The first and third floors had vaulted ceilings, and this architectural feature suggests that these areas would have served as the private quarters of the castle’s residents.
The second floor would most likely have been a public space where guests would have been greeted and entertained. The castle’s important business would also have been conducted here.
A low attic level with a gable roof would have formed the castle’s fourth floor. The roof would have been formed with a low wall surrounding it, and a walkway which would have given access to the defensive bartizans at each corner.
‘Bartizan’ is the name for a small structure – often a turret – that projects out from a building and allows the residents to keep lookout, or defend their castle.
Bawn Wall
The bawn wall which surrounds the tower is roughly rectangular in shape. It protects an area which is 42 metres in length (east to west), and 21 metres wide (north to south). The western section is the best preserved, with a wall thickness of 80cm, and a height of four metres.
At each corner there is a projecting spear-shaped bastion or flanking tower which is two storeys high. There are gun-loops with splayed openings in the western and northern walls, and these features can also be seen in the bastions. The gun-loops are now only one metre above ground-height. This is due to a build-up of debris inside the walls.
In the eastern bawn wall, there is blocked-up section. This may have been the original entrance to the bawn. On the southern wall, which overlooks the river, it’s likely that there were buildings which were used for administration or domestic purposes.

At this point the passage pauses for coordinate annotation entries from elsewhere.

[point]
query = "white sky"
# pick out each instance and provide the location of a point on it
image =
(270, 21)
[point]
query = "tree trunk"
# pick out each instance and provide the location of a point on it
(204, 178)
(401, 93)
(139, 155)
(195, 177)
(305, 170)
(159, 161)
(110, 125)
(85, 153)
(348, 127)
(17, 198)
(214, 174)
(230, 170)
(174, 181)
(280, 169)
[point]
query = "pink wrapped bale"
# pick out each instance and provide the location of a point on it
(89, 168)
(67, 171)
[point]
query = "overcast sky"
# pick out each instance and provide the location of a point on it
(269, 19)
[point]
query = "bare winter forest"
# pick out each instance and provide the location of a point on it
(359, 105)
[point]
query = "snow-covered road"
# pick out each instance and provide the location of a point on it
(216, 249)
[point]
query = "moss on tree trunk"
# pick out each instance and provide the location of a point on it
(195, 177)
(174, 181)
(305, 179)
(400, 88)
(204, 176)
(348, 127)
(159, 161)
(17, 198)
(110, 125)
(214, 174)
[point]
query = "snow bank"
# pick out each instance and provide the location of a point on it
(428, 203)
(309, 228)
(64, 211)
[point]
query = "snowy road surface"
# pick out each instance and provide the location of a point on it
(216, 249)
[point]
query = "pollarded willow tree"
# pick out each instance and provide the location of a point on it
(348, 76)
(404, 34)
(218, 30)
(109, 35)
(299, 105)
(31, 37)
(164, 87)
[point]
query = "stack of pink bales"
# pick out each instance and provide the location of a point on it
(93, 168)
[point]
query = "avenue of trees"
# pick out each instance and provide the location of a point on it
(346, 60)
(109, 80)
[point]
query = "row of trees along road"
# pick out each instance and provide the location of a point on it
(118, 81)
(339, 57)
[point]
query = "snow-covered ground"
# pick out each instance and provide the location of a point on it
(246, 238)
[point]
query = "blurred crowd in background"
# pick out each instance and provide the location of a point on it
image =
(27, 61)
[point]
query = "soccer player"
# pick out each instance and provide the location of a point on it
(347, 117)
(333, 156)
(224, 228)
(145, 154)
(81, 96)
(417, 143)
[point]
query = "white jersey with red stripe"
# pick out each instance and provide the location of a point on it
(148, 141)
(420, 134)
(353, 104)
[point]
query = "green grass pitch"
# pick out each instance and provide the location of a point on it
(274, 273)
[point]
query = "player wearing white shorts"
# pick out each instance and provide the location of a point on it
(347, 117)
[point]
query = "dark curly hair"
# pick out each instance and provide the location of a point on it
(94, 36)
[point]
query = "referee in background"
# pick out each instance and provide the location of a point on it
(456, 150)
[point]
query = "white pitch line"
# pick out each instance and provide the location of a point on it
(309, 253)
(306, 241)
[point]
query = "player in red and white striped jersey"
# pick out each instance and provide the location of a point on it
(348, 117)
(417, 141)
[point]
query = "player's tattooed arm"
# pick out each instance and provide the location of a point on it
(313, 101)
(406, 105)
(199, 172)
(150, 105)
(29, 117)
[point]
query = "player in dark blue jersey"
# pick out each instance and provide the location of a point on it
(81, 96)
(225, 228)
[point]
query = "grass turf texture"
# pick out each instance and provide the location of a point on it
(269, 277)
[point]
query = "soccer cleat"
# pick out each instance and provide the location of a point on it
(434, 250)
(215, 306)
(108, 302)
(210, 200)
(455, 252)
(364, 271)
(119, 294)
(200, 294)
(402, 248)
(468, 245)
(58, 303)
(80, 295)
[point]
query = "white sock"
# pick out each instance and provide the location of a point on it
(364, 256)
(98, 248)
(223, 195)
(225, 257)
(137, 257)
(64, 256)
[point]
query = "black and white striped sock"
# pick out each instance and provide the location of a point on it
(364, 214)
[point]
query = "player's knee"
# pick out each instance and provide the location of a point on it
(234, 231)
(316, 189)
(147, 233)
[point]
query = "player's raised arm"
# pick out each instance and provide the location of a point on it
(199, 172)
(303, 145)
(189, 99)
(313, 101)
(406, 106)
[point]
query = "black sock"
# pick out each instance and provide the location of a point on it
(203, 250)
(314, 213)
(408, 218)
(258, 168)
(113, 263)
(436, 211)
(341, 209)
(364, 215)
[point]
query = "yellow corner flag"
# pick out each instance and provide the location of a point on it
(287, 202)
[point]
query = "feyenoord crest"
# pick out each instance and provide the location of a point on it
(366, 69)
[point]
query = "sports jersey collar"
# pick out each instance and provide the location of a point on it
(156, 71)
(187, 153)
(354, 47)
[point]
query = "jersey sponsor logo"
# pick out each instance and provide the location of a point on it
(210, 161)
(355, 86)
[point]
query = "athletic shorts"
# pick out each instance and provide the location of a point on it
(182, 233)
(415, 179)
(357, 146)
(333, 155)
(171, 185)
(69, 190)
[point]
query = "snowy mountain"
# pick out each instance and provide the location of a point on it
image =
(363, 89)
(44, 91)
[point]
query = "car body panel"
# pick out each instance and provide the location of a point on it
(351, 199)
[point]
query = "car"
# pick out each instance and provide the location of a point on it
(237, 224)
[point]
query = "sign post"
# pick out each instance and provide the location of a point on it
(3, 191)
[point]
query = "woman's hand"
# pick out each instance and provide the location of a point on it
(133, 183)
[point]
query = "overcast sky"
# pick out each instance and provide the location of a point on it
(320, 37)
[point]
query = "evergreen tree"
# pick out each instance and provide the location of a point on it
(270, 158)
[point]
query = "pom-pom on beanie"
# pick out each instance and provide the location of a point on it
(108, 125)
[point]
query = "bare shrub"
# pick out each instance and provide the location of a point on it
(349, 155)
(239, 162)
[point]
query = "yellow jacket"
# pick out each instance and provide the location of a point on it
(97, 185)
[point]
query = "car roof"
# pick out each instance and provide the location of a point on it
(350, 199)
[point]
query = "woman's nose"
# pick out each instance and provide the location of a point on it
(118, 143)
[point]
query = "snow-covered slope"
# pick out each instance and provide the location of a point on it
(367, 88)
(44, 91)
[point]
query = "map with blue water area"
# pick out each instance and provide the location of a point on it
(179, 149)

Local legend has it that Donal Cam O’Sullivan threw St. Leger, an English military commander, to his death in the river below after St. Leger’s murder of Cam’s wife Aoife at Gougane Barra. The events are celebrated in a 19th-century poem by J. J. Callanan which is entitled ‘The Revenge of Donal Cam’.
The community building alongside the gate marks the spot where there was once a chimney. There are traces of a chimney stack above this building.
The upper floor of the south-western bastion reveals that there was once a dovecote here. the nesting boxes were useful because the birds would have provided sources of meat, eggs and manure for the castle’s inhabitants.